Milliyetçiliğin kapsama alanı bütün bir millettir. O millet için ve millet adına konuşur. Muhatap kitlesini ayırmaz, topluma baktığında partiler, cemaatler, etnik gruplar değil, bütün bir millet görür. O yoksa, inşa etmeye çalışır, enerjisini buna teksif eder. Biz-onlar ayırımı milliyetçiliğin tabiatıyla bağdaşmaz, içinden çıktığı toplumun tamamını biz olarak mütalaa eder, bu çerçeve dışına çıkmak isteyenleri bile bizleştirmek için gayret eder. Amacı milleti yaşatmaktır. Bunun da ancak ona ait bir devletin varlığı ile mümkün olduğunu, devletsiz toplumların zamanla milli varlıklarını kaybettiğini bilir.

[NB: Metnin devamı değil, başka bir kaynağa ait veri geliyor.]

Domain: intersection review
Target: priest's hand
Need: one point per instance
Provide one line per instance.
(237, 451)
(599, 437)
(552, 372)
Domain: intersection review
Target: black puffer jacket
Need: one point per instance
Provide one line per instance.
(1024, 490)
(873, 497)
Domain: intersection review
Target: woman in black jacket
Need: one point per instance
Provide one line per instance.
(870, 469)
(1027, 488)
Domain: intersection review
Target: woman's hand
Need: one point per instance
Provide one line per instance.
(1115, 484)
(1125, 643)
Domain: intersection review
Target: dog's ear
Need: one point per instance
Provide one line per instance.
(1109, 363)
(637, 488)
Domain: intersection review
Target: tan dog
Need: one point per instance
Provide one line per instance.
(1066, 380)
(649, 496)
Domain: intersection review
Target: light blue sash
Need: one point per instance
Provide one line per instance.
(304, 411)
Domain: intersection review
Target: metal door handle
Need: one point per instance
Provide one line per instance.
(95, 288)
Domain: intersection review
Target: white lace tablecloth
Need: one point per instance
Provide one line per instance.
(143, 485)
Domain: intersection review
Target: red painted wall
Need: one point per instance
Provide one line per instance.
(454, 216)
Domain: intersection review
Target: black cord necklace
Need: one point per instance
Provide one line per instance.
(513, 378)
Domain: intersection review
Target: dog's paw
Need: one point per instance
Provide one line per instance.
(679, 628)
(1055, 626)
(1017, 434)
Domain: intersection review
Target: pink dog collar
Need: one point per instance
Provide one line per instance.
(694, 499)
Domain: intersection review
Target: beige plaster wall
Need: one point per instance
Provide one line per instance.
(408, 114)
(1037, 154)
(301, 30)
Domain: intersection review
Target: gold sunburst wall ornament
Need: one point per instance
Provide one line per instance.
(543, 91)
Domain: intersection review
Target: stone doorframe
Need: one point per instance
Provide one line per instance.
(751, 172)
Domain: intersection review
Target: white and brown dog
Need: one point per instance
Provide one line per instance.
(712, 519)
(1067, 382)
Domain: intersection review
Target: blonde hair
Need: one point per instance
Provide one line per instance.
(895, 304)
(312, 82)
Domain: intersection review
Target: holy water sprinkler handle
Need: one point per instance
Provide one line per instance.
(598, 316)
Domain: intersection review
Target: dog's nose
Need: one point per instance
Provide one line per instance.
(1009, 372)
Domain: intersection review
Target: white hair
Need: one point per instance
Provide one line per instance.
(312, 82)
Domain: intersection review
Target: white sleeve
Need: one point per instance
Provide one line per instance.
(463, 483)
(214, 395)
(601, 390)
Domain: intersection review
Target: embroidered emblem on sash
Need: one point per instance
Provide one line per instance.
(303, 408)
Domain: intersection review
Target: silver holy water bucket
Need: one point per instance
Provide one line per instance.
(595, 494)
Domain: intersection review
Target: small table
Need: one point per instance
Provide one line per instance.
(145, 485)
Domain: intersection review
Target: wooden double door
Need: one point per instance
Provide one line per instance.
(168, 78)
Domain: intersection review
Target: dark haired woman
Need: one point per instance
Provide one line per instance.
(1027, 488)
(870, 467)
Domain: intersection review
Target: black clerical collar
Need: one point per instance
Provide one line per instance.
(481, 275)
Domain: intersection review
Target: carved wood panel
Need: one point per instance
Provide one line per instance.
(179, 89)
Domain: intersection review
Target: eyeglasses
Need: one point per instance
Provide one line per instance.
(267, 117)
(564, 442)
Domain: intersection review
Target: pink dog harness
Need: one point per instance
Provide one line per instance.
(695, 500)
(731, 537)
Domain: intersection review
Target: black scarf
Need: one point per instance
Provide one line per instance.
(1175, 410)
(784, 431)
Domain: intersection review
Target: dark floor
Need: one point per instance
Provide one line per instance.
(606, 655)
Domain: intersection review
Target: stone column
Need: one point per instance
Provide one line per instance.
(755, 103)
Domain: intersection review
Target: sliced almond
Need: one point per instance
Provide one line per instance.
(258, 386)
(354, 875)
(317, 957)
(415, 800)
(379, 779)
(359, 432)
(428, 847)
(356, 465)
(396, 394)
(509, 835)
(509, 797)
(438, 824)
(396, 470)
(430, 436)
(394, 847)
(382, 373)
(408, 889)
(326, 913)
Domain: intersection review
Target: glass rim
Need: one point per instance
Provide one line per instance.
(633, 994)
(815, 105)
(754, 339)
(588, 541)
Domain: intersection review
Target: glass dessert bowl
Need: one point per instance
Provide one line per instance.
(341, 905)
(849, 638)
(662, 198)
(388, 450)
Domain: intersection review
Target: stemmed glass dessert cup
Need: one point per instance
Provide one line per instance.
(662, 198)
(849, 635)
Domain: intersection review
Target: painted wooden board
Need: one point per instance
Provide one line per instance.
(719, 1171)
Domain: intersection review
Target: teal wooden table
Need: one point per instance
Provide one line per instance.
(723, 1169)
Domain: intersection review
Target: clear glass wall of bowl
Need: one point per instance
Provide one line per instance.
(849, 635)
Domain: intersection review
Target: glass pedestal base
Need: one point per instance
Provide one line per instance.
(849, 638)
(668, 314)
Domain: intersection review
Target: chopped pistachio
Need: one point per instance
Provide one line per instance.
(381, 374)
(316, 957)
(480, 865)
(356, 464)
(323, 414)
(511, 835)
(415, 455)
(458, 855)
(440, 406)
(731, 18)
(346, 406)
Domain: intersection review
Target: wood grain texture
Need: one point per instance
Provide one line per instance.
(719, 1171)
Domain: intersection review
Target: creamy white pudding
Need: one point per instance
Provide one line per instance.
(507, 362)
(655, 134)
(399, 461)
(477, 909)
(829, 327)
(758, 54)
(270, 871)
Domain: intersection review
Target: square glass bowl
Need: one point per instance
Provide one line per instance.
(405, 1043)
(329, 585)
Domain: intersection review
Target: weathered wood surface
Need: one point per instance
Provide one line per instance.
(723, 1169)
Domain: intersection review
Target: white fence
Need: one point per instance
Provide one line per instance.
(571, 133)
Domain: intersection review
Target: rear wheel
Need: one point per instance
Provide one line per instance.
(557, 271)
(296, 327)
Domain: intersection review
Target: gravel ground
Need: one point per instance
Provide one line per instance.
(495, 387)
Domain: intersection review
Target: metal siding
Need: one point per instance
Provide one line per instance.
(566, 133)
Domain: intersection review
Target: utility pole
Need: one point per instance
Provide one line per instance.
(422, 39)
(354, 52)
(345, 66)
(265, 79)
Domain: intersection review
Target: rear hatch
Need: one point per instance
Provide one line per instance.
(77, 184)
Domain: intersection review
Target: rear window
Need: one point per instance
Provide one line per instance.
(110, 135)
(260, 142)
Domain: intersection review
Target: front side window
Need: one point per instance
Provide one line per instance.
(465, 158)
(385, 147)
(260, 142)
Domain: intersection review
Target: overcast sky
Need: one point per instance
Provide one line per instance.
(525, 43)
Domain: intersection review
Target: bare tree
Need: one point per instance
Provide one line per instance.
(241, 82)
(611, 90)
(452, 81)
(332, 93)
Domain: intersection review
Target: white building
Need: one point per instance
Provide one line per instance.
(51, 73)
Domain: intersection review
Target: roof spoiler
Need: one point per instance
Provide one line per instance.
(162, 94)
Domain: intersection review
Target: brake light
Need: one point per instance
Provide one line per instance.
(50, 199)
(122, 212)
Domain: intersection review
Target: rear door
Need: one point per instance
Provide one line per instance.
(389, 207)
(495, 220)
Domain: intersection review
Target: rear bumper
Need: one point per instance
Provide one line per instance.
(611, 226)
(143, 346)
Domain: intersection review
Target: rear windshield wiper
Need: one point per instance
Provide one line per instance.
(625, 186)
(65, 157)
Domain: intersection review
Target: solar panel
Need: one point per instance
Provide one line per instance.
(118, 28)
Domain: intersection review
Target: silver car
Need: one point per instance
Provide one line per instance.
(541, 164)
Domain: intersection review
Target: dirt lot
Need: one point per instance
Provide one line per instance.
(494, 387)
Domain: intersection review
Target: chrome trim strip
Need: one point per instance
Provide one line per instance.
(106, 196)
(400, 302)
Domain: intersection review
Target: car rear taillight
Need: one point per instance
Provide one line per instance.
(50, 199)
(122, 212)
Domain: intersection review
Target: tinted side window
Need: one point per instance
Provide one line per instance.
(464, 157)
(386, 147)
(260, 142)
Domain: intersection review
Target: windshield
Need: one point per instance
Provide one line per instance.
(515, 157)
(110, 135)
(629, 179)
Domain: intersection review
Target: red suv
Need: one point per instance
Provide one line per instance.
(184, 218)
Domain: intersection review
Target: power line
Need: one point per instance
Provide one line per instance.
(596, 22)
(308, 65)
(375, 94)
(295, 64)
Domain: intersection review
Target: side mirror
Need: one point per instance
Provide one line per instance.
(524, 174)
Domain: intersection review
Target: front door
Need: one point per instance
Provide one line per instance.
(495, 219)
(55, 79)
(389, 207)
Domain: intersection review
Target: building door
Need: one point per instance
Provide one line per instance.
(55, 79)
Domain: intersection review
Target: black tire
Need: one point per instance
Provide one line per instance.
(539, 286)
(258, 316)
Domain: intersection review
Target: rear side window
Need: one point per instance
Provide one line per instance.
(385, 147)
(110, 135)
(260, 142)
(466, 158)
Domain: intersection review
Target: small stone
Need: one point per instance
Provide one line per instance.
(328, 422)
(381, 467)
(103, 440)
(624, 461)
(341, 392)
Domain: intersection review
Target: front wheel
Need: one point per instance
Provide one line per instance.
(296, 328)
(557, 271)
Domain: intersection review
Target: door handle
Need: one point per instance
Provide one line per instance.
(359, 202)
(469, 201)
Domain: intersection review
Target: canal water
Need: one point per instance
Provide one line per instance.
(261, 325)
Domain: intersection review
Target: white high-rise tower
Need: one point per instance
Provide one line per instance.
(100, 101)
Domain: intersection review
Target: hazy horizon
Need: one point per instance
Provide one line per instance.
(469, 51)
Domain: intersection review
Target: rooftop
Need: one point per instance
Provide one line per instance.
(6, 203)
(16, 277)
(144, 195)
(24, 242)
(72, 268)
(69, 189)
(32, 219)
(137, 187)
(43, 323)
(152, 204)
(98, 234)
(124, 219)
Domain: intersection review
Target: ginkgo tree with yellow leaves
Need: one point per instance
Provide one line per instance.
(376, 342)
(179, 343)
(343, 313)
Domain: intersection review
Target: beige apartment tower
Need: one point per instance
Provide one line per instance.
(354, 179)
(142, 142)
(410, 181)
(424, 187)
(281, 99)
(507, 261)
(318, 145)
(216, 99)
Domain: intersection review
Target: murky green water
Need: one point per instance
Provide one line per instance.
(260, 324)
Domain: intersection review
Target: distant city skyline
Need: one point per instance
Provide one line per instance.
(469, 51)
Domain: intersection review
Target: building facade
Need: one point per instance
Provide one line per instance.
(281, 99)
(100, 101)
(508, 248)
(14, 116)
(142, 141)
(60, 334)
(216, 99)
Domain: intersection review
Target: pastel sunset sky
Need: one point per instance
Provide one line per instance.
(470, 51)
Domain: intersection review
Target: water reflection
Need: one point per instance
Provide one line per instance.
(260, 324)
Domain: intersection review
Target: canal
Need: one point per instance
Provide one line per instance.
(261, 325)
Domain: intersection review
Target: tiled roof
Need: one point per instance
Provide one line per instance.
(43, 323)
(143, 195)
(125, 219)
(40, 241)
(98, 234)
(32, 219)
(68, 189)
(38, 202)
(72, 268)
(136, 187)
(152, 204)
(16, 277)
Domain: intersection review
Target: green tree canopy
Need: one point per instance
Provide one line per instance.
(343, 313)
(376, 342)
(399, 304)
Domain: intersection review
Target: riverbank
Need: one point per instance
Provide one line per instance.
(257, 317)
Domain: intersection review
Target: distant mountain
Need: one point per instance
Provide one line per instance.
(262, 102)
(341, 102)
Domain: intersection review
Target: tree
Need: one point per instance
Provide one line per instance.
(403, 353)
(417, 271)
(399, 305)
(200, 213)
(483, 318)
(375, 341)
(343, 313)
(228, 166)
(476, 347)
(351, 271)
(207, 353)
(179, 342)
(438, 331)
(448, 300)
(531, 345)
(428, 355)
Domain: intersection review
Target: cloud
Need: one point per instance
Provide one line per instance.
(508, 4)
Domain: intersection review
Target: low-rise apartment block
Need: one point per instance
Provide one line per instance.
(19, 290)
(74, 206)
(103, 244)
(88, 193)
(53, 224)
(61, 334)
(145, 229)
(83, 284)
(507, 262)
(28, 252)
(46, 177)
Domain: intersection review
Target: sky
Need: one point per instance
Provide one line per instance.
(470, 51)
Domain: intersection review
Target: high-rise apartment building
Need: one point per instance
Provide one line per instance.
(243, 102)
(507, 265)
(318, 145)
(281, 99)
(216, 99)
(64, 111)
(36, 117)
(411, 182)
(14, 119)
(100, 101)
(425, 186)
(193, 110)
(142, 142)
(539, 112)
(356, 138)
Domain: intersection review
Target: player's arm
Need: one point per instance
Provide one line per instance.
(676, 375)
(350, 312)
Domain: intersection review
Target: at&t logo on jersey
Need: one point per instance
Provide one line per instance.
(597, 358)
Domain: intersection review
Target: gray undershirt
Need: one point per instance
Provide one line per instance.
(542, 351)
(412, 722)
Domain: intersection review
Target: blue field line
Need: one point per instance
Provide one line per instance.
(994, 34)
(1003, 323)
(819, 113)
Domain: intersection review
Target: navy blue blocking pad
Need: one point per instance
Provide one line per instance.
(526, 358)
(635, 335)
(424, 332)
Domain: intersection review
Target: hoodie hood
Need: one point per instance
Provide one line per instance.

Milliyetçilik toplumu bütünleştirmek için vardır, bu misyonunu kaybettiğinde milliyetçilik vasfını kaybeder.Milliyetçilik, bir parti veya grup ideolojisine indirgendiğinde artık bütünleştirici değil, ayrıştırıcıdır. Partiler, dernekler, sivil toplum kuruluşları milliyetçilik yapabilir ama milliyetçiliği kendi sınırlarına hapsedemezler.
Türk milliyetçiliğinin şekillenmesinde siyasetle kurduğu ilişkinin büyük önemi vardır. Türkiye Cumhuriyetinin kurucu ilkelerinden biri milliyetçiliktir. 1931'e kadar sivil milliyetçilik daha çok Türk Ocakları çatısı altında, devletle özdeşleşen bir başka damar da CHP çatısı altında varlığını sürdürmüştür.1931'de Türk Ocaklarının CHP'ye dahil edilmesi ile milliyetçilik tek çatı altında toplanmış, vatandaş nezdinde milliyetçilik CHP siyasetleri ile eşitlenmiştir. Sonraki yıllarda belli çevrelerde uç veren milliyetçilik karşıtlığının nedenlerinden biri, CHP politikalarına duyulan öfkenin milliyetçiliğe yansıtılmasıdır. Keza,İttihat ve Terakki Partisi ile irtibatlandırma gayretlerinin arkasında da aynı menfileştirme çabalarının olduğu söylenebilir.
Atatürk'ün ölümünden sonra CHP'nin bir başka evrene savrulması, CHP dışı milliyetçilik arayışlarını hızlandırmış, 1944 Milliyetçilik olayı bu ayrışmanın miladı olmuştur. Çok partili hayata geçişin ardından 1949'da Türk Ocaklarının yeniden açılması, örgütlü milliyetçiliği tekrar sivil alana taşımıştır. Bu, Türk Ocaklarının CHP'ye katılmasından sonra, CHP dışı bir milliyetçiliğin olmadığı anlamına gelmemektedir, tam tersine her zaman sivil, resmi politikaların dışında bir damar mevcudiyetini korumuştur.
Gerek Atatürk dönemindeki uygulamalar, gerekse tek parti dönemi politikaları farklı milliyetçilik anlayışlarına zemin hazırlamıştır. Bu farklılaşma iki temel nedene dayandırılabilir, bir: ağırlıklı olarak kültürel bir doktrin olan milliyetçiliğin siyasi bir ilkeye dönüşmesi, iki, milletin hangi değerler üzerine oturacağına dair farklılık. Milletin ilkeleri aynı zamanda milliyetçiliğin de ilkeleridir. Millet tasavvuru hangi değerlere dayanıyorsa milliyetçilik de o değerler üzerinden yürür. Milliyetçiliklerin farklılaşması da, daha çok - nasıl bir millet- sorusuna verilen cevapla ilgilidir. Şunu da belirtmekte fayda var: milliyetçilik devleti öncelediğinde daha çok siyasi, milleti öncelediğinde daha çok kültürel bir ilkedir. Ne yalnız başına biri, ne ötekidir, duruma göre birini ötekinin önüne çıkarabilen iki kanatlı bir yapıdır. Türk milliyetçiliği, içinden çıktığı tarihi ve sosyolojik şartlar gereği, devleti öncelemek zorunda kaldığından daha çok politik bir milliyetçilik olmuştur, bu da Türk Milliyetçiliğinin başka bir yanıdır.